M.E. Pavri

Personal information
- Full name: Mehallasha Edulji Pavri
- Born: 10 October 1866 Navsari, Gujarat, India
- Died: 19 April 1946 (aged 79) Bombay, India
- Batting: Right-handed
- Bowling: Right-arm fast
- Role: Bowler

Domestic team information
- 1892-1913: Parsees
- 1892: All-India XI
- 1893: Middlesex

Career statistics
| Competition | First-class |
| Matches | 26 |
| Runs scored | 589 |
| Batting average | 15.50 |
| 100s/50s | 0/1 |
| Top score | 69 |
| Balls bowled | 2,014 |
| Wickets | 44 |
| Bowling average | 20.25 |
| 5 wickets in innings | 2 |
| 10 wickets in match | 0 |
| Best bowling | 6/36 |
| Catches/stumpings | 19/0 |
- Source: ESPNcricinfo, 5 November 2012

= M. E. Pavri =

Indian cricketer (1866–1946)

Mehallasha Edulji Pavri (10 October 1866 - 19 April 1946 in Navsari, Gujarat, India) was an Indian cricketer born to a Parsi family, who played 26 first-class matches between 1892 and 1913. He was India's earliest genuine fast bowlers in its pre-Test era. He was a right-handed batsman and a right-arm fast bowler. Most of his first-class cricket was for the Parsees, but he also represented an All-India XI and Middlesex several times.

== Career ==
Pavri made his debut on the Parsee tour to England in 1888, gaining recognition by taking 170 wickets at an average of 11.66. The touring team had played 31 matches of which they won 8 and drew 12.

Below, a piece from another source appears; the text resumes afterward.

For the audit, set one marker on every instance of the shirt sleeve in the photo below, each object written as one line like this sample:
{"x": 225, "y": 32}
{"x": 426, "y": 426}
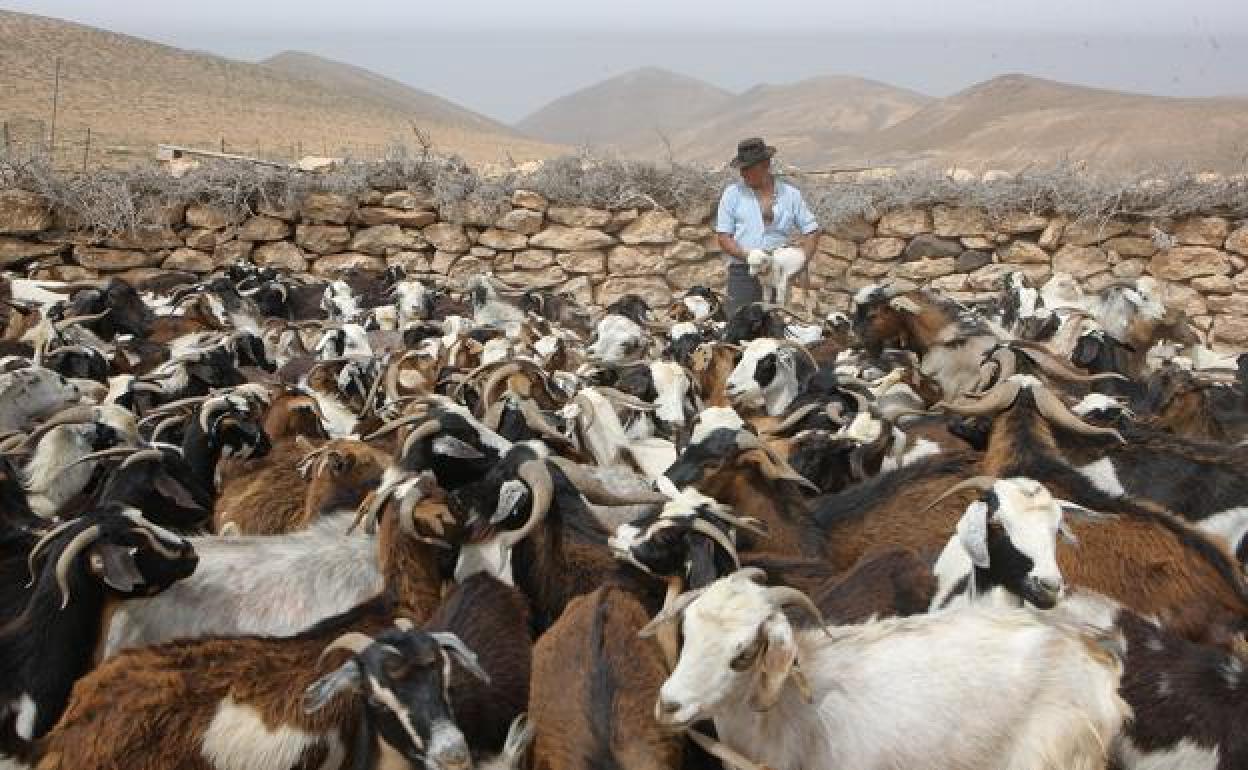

Performances in other notable matches include the Parsees vs Lord Hawke's XI in 1890 which resulted in a narrow Parsi victory. The match was considered as the Cricket Championship of India at that time, and Pavri took 2 wickets for 3 runs in 3 overs and 7/34 in 13.2 overs. The Parsis won match by 4 wickets. In another match against Lord Hawke's XI and in a 109-run Parsi win, he took figures of 2/18 and 6/36. He also represented an All-India XI against Lord Hawke's XI in 1892.

Pavri was a consistent and prolific wicket-taking attacking bowler, and a decent bat who played in the middle order and had a top first-class score of 69. He was successful in the early years of the Bombay Pentangular Tournament.

Outside cricket, Pavri was a doctor who had studied medicine in London. After retirement from cricket, he not only worked as a doctor but also wrote a book on Indian cricket, Parsi Cricket (1901) which analysed almost every important aspect of Indian cricket at that time with many suggested improvements.

== In popular culture ==
The 2022 web series Rocket Boys starred Basant Mody as M. E. Pavri in a brief appearance.